Remix.run Logo
lame-robot-hoax 6 hours ago

Grok, in my experience, is extremely prone to hallucinations when not used for coding. It will readily claim to have access to internal Slack channels at companies, it will hallucinate scientific papers that do not exist, etc. to back its claims.

I don’t know if the hallucinations extend to code, but it makes me unwilling to consider using it.

observationist 5 hours ago | parent [-]

Fair - it's gotten significantly better over the last 4 months or so, and hallucinations aren't nearly as bad as they once were. When I was using Heavy, it was excellent at ensuring grounding and factual statements, but it's not worth $100 more than ChatGPT Pro in capabilities or utility. In general, it's about the same as ChatGPT Pro - once every so often I'll have to call out the model making something up, but for the most part they're good at using search tools and ensuring claims get grounding and confirmation.

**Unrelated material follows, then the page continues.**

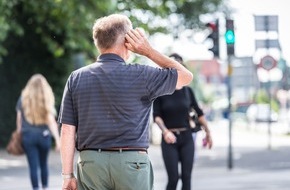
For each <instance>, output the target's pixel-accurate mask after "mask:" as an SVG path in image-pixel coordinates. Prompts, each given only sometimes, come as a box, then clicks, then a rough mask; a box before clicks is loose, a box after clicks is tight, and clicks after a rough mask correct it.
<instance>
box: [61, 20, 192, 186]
mask: <svg viewBox="0 0 290 190" xmlns="http://www.w3.org/2000/svg"><path fill="white" fill-rule="evenodd" d="M93 39H94V43H95V45H96V47H97V49H98V50H99V52H100V56H99V57H98V60H97V61H96V62H95V63H93V64H91V65H88V66H86V67H83V68H81V69H78V70H76V71H74V72H72V74H71V75H70V76H69V78H68V80H67V84H66V86H65V89H64V94H63V100H62V105H61V109H60V114H59V123H61V124H62V127H61V161H62V176H63V180H64V181H63V187H62V188H63V189H78V190H87V189H96V190H137V189H138V190H149V189H152V188H153V171H152V167H151V162H150V160H149V157H148V155H147V148H148V146H149V130H148V128H149V117H150V109H151V106H152V102H153V101H154V99H155V98H157V97H159V96H162V95H166V94H171V93H173V92H174V90H175V89H176V88H182V87H183V86H185V85H187V84H189V83H190V82H191V80H192V74H191V72H190V71H188V70H187V69H186V68H184V67H183V66H182V65H181V64H179V63H178V62H176V61H174V60H172V59H170V58H169V57H167V56H165V55H162V54H160V53H159V52H158V51H156V50H155V49H153V48H152V47H151V45H150V44H149V43H148V41H147V39H146V38H145V36H144V34H143V33H142V32H141V31H140V30H139V29H132V24H131V21H130V20H129V19H128V17H126V16H123V15H119V14H113V15H110V16H107V17H103V18H100V19H98V20H97V21H96V22H95V24H94V27H93ZM130 51H132V52H134V53H138V54H140V55H144V56H146V57H148V58H149V59H151V60H152V61H153V62H155V63H156V64H157V65H159V66H160V67H161V68H155V67H150V66H144V65H138V64H134V65H130V64H127V65H126V64H125V60H127V59H128V58H129V56H130ZM75 148H76V149H77V150H78V151H79V156H78V161H77V166H76V170H77V179H76V178H75V177H74V153H75Z"/></svg>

I do expect them to pull ahead, given the resources and the allocation of developers at xAI, so maybe at some point it'll be clearly worth paying $300 a month compared to the prices of other flagships. For now, private hosts and ChatGPT Pro are the best bang for your buck.

F7F7F7 an hour ago | parent [-]

What are you doing with GPT Pro? I've compared it directly with Claude Max x20 and Google's premium offer. I just don't see myself ever leaving Claude Code as my daily driver. Codex is slow and opaque, albeit accurate. And Gemini is just super clumsy inside of it's CLI (and in OpenRouter) often confusing BASH and plans with actual output.